「デフリンピック」でメダル期待 聴覚障がい者バスケットボール「デフバスケ」 競技団体の対立でようやく和解成立 真の解決は今後に
「聴覚障がい者のオリンピック」とも呼ばれる国際競技大会「デフリンピック」が、来年(2025年)東京で開催されます。 中でも「デフバスケットボール」は、メダル獲得が期 待されている種目の一つですが、2022年にあるトラブルが起きていました。
■「デフバスケ協会」前の理事長が提訴
2022年、日本デフバスケットボール協会の理事長に就任した佐知樹一郎氏の選任について、不正な手続きがあったとして、元理事長の篠原雅哉氏が2023年1月に裁判を起こしました。 その後、日本代表で主力メンバーだった5人の選手たちも同様の主張をして協会と対立し、日本代表としてプレーできない事態に陥っていました。 裁判の訴状などによると、2022年2月6日と18日に協会が開いた理事会で不正があったということです。当時、篠原氏は、新型コロナウイルスに感染していて、篠原氏に連絡がないまま、別の理事が「篠原氏が病気で理事の業務ができない」などとして理事会を招集。篠原氏が回復し復帰できるまで協会の定款に基づき理事長代行をおくと通知されました。 「代行理事長」を選任した理事会の後、もう1度理事会が開かれ、ここで篠原氏は理事長辞任に追い込まれました。
■「理事会は無効」と前の理事長
篠原氏側は、協会の定款には「理事会は理事長が招集する」と書かれているため、「召集の権限がない理事によって召集されたものは理事会としての条件を満たしていない」と訴えます。また「新型コロナの症状は軽く、業務ができないほどではなかったので、ウソの理由によって召集されたもので、これも理事会の条件を満たさない」と主張します。 また 、「理事長代行」を「協会の定款に基づき選ぶ」と通知したことについても、実際には、定款に「理事長代行」の規定がないと述べて、理事会で決まったことは無効だと認めるよう、裁判所に求めていました。

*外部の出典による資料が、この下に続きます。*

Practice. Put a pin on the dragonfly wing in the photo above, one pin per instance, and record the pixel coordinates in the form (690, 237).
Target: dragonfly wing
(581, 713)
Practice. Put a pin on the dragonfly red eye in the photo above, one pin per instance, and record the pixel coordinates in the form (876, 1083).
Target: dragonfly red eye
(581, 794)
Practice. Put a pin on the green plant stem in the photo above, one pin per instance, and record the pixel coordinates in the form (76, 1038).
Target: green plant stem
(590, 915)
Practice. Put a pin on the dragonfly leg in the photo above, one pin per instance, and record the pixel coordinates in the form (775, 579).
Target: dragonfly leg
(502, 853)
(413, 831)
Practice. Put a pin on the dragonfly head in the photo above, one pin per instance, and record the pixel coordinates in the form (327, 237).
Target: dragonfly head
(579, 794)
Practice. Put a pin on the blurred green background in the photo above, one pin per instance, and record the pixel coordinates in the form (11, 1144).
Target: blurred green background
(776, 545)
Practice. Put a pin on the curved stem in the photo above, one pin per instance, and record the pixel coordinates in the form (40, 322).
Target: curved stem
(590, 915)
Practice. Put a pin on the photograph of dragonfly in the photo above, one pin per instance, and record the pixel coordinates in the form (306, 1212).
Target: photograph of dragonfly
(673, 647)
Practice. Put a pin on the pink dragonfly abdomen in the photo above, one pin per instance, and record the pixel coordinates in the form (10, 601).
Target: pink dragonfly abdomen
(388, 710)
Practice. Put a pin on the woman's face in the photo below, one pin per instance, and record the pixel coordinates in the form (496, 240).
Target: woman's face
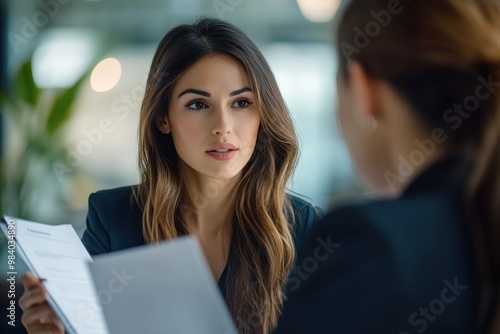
(213, 118)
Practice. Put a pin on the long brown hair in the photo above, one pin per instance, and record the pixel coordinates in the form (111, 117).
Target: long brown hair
(262, 251)
(435, 53)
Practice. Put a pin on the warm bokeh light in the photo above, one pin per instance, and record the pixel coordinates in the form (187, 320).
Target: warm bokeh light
(106, 75)
(318, 10)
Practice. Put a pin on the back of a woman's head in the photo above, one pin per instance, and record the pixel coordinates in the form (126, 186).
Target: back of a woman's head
(443, 58)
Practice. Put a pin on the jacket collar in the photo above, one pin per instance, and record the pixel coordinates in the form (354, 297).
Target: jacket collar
(448, 172)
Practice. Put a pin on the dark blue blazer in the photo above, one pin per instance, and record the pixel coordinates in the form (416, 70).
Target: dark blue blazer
(390, 266)
(114, 222)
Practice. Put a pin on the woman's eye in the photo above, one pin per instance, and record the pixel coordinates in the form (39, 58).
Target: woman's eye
(242, 104)
(196, 105)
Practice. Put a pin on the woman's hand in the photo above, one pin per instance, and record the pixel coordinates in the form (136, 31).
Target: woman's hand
(38, 316)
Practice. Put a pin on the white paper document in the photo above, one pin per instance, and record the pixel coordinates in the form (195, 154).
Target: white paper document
(164, 288)
(56, 254)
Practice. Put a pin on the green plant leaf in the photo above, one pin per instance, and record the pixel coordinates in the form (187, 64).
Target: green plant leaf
(24, 84)
(62, 107)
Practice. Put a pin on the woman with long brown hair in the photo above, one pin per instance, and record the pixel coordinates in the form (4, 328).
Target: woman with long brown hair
(419, 108)
(217, 147)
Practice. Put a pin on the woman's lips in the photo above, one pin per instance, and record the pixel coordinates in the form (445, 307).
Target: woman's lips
(222, 154)
(222, 151)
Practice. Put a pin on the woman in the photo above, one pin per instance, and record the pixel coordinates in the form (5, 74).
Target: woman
(216, 150)
(419, 108)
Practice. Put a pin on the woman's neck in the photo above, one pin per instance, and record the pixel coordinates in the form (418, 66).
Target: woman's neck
(208, 203)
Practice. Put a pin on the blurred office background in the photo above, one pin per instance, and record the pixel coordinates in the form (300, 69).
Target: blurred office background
(49, 167)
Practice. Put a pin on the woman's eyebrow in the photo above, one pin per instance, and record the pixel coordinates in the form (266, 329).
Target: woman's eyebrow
(239, 91)
(207, 94)
(194, 91)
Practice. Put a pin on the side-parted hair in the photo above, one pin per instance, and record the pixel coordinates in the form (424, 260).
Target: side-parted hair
(436, 54)
(261, 250)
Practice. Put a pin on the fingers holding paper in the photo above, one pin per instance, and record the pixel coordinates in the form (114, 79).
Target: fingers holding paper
(38, 316)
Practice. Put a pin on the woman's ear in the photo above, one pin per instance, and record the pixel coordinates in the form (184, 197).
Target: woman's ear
(163, 125)
(365, 93)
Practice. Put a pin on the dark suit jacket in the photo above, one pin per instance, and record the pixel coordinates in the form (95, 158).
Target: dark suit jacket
(390, 266)
(114, 222)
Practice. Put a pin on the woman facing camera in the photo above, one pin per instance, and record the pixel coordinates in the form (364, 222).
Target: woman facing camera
(217, 147)
(419, 108)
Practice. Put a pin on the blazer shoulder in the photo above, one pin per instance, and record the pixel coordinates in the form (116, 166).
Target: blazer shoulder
(306, 216)
(111, 196)
(113, 221)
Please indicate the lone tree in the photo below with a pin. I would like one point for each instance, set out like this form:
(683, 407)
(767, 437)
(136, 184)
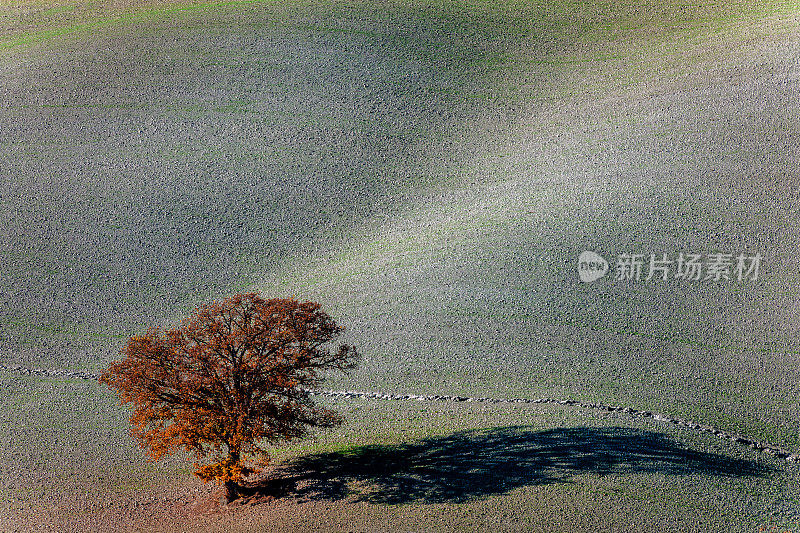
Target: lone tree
(231, 380)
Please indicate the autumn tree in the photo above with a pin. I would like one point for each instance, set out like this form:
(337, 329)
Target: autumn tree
(231, 380)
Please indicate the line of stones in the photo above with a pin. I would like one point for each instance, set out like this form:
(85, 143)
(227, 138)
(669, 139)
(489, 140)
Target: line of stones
(756, 445)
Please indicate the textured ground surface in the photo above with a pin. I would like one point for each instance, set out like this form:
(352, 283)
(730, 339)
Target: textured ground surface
(430, 174)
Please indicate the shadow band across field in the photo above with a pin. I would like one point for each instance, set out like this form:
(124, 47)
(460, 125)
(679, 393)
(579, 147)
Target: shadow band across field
(479, 463)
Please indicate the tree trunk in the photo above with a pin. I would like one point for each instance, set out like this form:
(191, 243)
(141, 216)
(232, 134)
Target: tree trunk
(231, 491)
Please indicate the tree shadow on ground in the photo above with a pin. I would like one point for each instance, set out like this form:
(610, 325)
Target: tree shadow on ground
(480, 463)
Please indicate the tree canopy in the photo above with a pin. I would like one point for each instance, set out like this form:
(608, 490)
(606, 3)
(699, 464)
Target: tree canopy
(231, 380)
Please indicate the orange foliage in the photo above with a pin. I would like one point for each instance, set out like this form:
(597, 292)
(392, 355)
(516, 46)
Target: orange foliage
(231, 380)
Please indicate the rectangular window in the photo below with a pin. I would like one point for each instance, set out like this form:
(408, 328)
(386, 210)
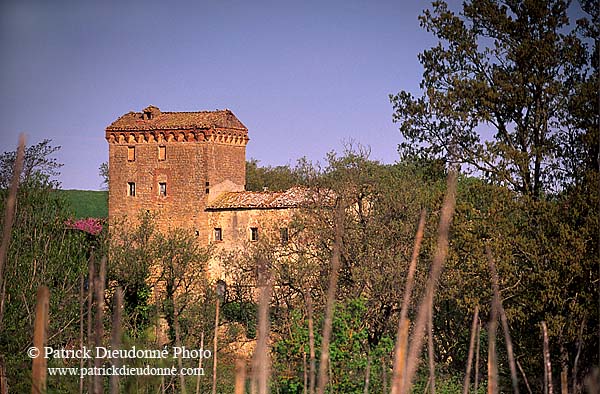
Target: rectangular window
(130, 153)
(284, 235)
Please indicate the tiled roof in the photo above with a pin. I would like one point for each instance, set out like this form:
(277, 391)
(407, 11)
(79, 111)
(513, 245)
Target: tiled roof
(177, 120)
(291, 198)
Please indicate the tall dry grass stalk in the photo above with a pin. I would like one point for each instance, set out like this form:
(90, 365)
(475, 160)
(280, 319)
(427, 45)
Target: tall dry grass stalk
(261, 365)
(431, 356)
(500, 310)
(577, 355)
(467, 380)
(400, 348)
(215, 345)
(200, 364)
(99, 327)
(9, 218)
(400, 356)
(81, 320)
(439, 258)
(331, 294)
(115, 336)
(240, 376)
(311, 344)
(525, 378)
(477, 343)
(40, 338)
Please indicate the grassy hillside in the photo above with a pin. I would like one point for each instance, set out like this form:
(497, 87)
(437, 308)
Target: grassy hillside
(87, 203)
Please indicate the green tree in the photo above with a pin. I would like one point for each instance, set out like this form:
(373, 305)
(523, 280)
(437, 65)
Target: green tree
(44, 251)
(38, 165)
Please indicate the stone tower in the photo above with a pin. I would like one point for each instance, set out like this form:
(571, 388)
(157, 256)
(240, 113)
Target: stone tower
(174, 164)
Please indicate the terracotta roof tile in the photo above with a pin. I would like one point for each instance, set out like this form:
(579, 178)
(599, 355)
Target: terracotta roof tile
(177, 120)
(291, 198)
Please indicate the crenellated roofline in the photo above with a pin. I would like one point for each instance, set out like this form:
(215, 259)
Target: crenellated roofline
(216, 135)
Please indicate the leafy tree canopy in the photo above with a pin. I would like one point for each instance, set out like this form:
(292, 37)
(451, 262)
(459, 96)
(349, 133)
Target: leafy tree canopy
(38, 165)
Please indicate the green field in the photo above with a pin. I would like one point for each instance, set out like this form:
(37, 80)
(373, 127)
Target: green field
(87, 203)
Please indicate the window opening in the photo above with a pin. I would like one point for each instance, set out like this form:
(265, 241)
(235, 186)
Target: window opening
(130, 153)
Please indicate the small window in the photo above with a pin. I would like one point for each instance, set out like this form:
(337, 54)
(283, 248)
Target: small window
(131, 189)
(284, 235)
(130, 153)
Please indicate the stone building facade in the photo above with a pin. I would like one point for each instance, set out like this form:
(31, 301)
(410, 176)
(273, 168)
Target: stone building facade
(189, 169)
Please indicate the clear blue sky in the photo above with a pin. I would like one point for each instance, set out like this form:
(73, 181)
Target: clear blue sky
(303, 76)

■ 「瑕疵(かし)があっても重大ではない」と今の理事長
これに対し佐知氏は裁判で、篠原氏が理事長時代に、日本パラリンピック委員会の助成金申請を怠ったため2021年から助成金の受け取りができなくなったことなどを挙げ、「理事長としての職務内容に問題があった」と指摘し、「理事会招集の手続きに瑕疵(かし)があっても重大ではない」などと主張していました。 篠原氏は、「理事会招集の手続きなどに定款違反があったことは後で知った」と主張しています。しかし佐知氏は、「篠原氏が自ら理事長を辞めたわけだから、今さら理事会の無効などを主張されても困る」と述べ、主張が対立していました。